Five Boston College students from the Class of 2020, accompanied by Vice President for Student Affairs Joy Moore and Vice Provost for Global Engagement Rev. James Keenan, S.J. spoke about COVID-19, resiliency, and the common good on BC’s virtual “Show @ 6” on Friday.
“The show is based on the central insight of the common good,” Keenan said. “That is that the resources that humanity has, and needs, must be shared equitably.”
Keenan then passed off the webinar to Moore, the host of the show. Moore introduced each panelist and asked them about their interests and passions at BC.
Kaitlin Ferrari, MCAS ’20, talked about the Arrupe immersion program and the group she traveled with to places such as the U.S.-Mexico border and Nicaragua.
“Amongst the students that I went on these trips with, we just had such a drive to reach common humanity with the local residents we met,” Ferrari said. “I thought that that was something really special about Boston College students.”
After speaking about their daily routines on campus before the COVID-19 pandemic, the senior panelists transitioned to reflecting on the day BC moved online for the semester and the emotions that followed.
Ignacio Fletcher, MCAS ’20, said he was in class when he received the notifying email and talked about how his professor eased some of the confusion and fear that students felt after receiving the email.
“It was a very interesting yet confusing experience,” Fletcher said. “It sort of felt like a movie.”
Ferrari said that whiled the last few days before departing campus were sad, she was proud of how members of the Class of 2020 came together to participate in longstanding traditions before they left BC.
Moore then asked about the students’ new lives off campus and what their friends and classmates had been talking about over the past two months.
Joseph Nano, MCAS ’20, pointed to BC’s decision to expand the pass/fail option as a source of conversation, along with general feelings about the pandemic and its effect on their lives.
“At least based on my experience and my friends’ experience, I think our professors did a great job transitioning to remote learning,” Nano said. “BC offered the pass/fail option for classes, and I was so thankful for it. I ended up declaring one of my classes as pass/fail, and I have a lot of friends who did the same thing.”

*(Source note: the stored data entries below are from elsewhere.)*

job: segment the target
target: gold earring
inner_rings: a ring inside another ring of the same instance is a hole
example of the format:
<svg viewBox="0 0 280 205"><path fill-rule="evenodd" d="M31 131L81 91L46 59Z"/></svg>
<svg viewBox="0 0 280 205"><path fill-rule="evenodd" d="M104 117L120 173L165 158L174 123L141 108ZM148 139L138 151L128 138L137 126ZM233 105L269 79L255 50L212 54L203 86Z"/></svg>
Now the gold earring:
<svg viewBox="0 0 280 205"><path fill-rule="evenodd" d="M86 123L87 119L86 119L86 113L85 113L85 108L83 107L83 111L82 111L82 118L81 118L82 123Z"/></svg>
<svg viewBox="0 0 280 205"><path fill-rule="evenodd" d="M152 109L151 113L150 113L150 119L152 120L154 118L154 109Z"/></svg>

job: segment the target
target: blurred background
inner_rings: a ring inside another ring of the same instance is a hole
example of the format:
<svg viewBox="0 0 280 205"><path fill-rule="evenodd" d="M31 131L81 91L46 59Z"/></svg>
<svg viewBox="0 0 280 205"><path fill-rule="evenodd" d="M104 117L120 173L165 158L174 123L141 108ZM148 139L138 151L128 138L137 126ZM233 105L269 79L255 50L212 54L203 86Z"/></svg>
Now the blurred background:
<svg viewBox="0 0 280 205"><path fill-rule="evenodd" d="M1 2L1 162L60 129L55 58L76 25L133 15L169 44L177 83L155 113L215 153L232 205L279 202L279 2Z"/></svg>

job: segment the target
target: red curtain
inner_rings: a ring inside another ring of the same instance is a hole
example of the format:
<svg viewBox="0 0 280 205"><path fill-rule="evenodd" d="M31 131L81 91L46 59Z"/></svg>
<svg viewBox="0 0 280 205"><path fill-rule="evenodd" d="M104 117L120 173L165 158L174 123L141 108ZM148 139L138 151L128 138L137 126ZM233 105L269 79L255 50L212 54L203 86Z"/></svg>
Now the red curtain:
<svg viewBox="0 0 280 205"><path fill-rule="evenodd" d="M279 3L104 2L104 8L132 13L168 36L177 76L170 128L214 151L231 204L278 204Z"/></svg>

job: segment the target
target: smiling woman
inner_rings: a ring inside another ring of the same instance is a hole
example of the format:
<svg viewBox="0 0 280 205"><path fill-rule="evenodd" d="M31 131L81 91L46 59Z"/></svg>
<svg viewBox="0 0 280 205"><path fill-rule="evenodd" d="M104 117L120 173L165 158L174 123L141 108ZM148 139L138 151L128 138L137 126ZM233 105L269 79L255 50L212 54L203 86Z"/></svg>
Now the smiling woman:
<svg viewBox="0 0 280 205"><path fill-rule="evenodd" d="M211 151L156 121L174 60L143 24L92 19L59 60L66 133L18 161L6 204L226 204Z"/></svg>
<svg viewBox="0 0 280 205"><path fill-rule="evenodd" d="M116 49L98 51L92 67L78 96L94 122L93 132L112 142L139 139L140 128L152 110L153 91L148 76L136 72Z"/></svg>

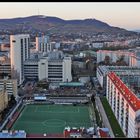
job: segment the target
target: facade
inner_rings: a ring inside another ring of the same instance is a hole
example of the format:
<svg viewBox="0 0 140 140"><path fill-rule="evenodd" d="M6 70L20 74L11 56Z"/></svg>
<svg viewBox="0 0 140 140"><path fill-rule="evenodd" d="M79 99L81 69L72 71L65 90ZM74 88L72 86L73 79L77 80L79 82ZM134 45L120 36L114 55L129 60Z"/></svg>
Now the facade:
<svg viewBox="0 0 140 140"><path fill-rule="evenodd" d="M42 53L52 51L49 36L36 37L36 51Z"/></svg>
<svg viewBox="0 0 140 140"><path fill-rule="evenodd" d="M24 80L24 61L29 58L30 37L28 34L10 36L12 76L21 84Z"/></svg>
<svg viewBox="0 0 140 140"><path fill-rule="evenodd" d="M129 65L130 57L134 55L133 52L128 51L107 51L99 50L97 51L97 63L104 61L106 56L110 57L111 62L116 62L118 58L124 56L124 61Z"/></svg>
<svg viewBox="0 0 140 140"><path fill-rule="evenodd" d="M8 95L8 99L11 95L17 97L17 80L15 79L0 79L0 89L4 90Z"/></svg>
<svg viewBox="0 0 140 140"><path fill-rule="evenodd" d="M137 66L140 68L140 57L137 55L131 55L129 60L129 66Z"/></svg>
<svg viewBox="0 0 140 140"><path fill-rule="evenodd" d="M38 61L38 59L30 59L24 62L24 79L38 80Z"/></svg>
<svg viewBox="0 0 140 140"><path fill-rule="evenodd" d="M49 82L70 82L71 57L64 57L61 51L49 52L48 56L24 62L24 78L46 79Z"/></svg>
<svg viewBox="0 0 140 140"><path fill-rule="evenodd" d="M70 82L71 57L64 57L62 52L51 52L48 57L40 59L39 80L47 79L50 82Z"/></svg>
<svg viewBox="0 0 140 140"><path fill-rule="evenodd" d="M0 89L0 112L3 111L8 105L8 95L4 90Z"/></svg>
<svg viewBox="0 0 140 140"><path fill-rule="evenodd" d="M110 138L108 128L99 128L97 127L98 138Z"/></svg>
<svg viewBox="0 0 140 140"><path fill-rule="evenodd" d="M114 72L107 75L106 98L128 138L140 138L140 98Z"/></svg>
<svg viewBox="0 0 140 140"><path fill-rule="evenodd" d="M104 41L93 41L92 47L93 48L102 48L104 46Z"/></svg>
<svg viewBox="0 0 140 140"><path fill-rule="evenodd" d="M11 64L10 62L0 63L0 79L4 77L11 77Z"/></svg>

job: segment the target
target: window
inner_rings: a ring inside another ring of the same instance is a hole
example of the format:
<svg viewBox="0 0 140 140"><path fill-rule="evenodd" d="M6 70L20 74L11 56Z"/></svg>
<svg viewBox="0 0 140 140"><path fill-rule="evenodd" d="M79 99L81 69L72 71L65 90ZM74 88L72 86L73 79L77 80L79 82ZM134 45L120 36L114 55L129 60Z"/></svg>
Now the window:
<svg viewBox="0 0 140 140"><path fill-rule="evenodd" d="M15 40L12 40L12 42L15 43L16 41Z"/></svg>

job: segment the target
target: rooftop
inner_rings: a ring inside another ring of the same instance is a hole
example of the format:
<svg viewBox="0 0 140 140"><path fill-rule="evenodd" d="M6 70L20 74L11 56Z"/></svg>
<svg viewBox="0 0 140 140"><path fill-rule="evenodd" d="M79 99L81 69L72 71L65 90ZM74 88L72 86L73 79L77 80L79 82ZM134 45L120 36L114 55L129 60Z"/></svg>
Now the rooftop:
<svg viewBox="0 0 140 140"><path fill-rule="evenodd" d="M3 130L2 132L0 132L0 138L26 138L26 133L24 130L10 132L8 132L7 130Z"/></svg>
<svg viewBox="0 0 140 140"><path fill-rule="evenodd" d="M107 128L99 128L99 135L101 138L108 138L109 136L109 130Z"/></svg>
<svg viewBox="0 0 140 140"><path fill-rule="evenodd" d="M59 83L59 86L79 87L84 86L84 84L81 82L62 82Z"/></svg>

The webinar then transitioned to its main theme as panelists reflected on what “common good” means to them.
“When I think about the common good, more simply, I just think about quality or a specific standard of quality of life that everyone could have access to, but some do not,” said Victoria Ang, MCAS ’20. “I think pursuing the common good comes with the responsibility to definitely diminish those barriers that some people face to access that quality of life.”
Michael Osaghae, MCAS ’20, mentioned Freshman League, Rise, and Strong Women Strong Girls as programs that give opportunities for students to come into their identity and feel included in the community.
“I think of equity and marginalization when it comes to the common good, and so I think there’s a lot of spaces around Boston College’s campus and a lot of groups that participate in that work,” Osaghae said.